Nuove regole, l’IFAB studia la sostituzione temporanea obbligatoria: dieci minuti fuori chi viene colpito alla testa

Nuove regole, l’IFAB studia la sostituzione temporanea obbligatoria: dieci minuti fuori chi viene colpito alla testa

Nuova riunione dell’IFAB, nuove proposte per il calcio. Una delle quali è destinata a salvaguardare la salute dei calciatori. Chi verrà medicato per un colpo subito al capo dovrà rimanere fuori dal campo per dieci minuti. E al suo posto, momentaneamente, scenderà in campo un compagno.

di Redazione Il Posticipo

Nuova riunione dell’IFAB, nuove proposte per il calcio. L’organo che si occupa di stabilire le regole del gioco più amato al mondo ha indetto un incontro per fine ottobre, dove verranno discusse nuovi accorgimenti che, dopo una serie di test, potrebbero diventare norme vere e proprie. E dopo le recenti rivoluzioni entrate in vigore all’inizio di questa stagione, non mancano le idee rivoluzionarie. Una delle quali, riporta il Daily Mail, è destinata a salvaguardare la salute dei calciatori. Troppe botte in testa e troppi rischi per chi scende in campo. Di conseguenza, chi verrà medicato per un colpo subito al capo dovrà rimanere fuori dal campo per dieci minuti.

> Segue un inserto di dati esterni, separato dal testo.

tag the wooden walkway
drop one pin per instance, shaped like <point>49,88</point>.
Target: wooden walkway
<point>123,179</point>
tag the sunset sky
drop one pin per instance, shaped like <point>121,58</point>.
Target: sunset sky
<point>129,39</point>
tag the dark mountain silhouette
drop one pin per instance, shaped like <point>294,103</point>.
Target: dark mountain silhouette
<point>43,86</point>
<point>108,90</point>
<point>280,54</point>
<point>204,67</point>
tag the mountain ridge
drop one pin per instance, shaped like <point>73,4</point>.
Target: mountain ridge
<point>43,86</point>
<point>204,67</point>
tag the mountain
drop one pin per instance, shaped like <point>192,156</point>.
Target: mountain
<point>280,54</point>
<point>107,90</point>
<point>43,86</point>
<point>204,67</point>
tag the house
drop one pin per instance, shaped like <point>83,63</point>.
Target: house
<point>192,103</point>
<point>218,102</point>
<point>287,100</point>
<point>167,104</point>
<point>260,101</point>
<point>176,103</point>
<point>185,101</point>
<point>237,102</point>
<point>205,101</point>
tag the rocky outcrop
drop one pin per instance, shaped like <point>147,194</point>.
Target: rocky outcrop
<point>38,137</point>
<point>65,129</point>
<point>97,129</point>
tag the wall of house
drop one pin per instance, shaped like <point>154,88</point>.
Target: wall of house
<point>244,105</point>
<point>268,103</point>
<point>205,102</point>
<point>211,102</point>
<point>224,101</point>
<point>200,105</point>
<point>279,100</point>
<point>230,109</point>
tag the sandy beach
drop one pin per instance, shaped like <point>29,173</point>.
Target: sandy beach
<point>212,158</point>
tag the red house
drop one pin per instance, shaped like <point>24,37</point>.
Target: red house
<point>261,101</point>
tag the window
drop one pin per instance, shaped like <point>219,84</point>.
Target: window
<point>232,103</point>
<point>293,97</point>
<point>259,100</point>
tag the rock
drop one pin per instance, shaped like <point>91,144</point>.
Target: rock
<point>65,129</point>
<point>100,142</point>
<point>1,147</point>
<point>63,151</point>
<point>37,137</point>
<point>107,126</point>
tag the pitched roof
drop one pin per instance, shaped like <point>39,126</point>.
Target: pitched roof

SOSTITUZIONE TEMPORANEA – E la squadra, come fa? Semplice, usufruisce di una sostituzione temporanea. Questa la nuova rivoluzione che verrà discussa dall’IFAB. Un cambio obbligatorio e a tempo, per permettere ai dottori di eseguire dei test approfonditi sul calciatore colpito. L’obiettivo è quello di evitare le commozioni cerebrali, che nei tre minuti in cui il calciatore è monitorato secondo le regole attuali non sempre possono essere individuate tempestivamente. Per discutere delle modalità della sostituzione (ma anche di tempistiche comuni e obbligatorie per il recupero di chi subisce una commozione) c’è tempo fino alla riunione di dicembre, quando verranno messe nero su bianco le proposte che andranno testate nella stagione successiva.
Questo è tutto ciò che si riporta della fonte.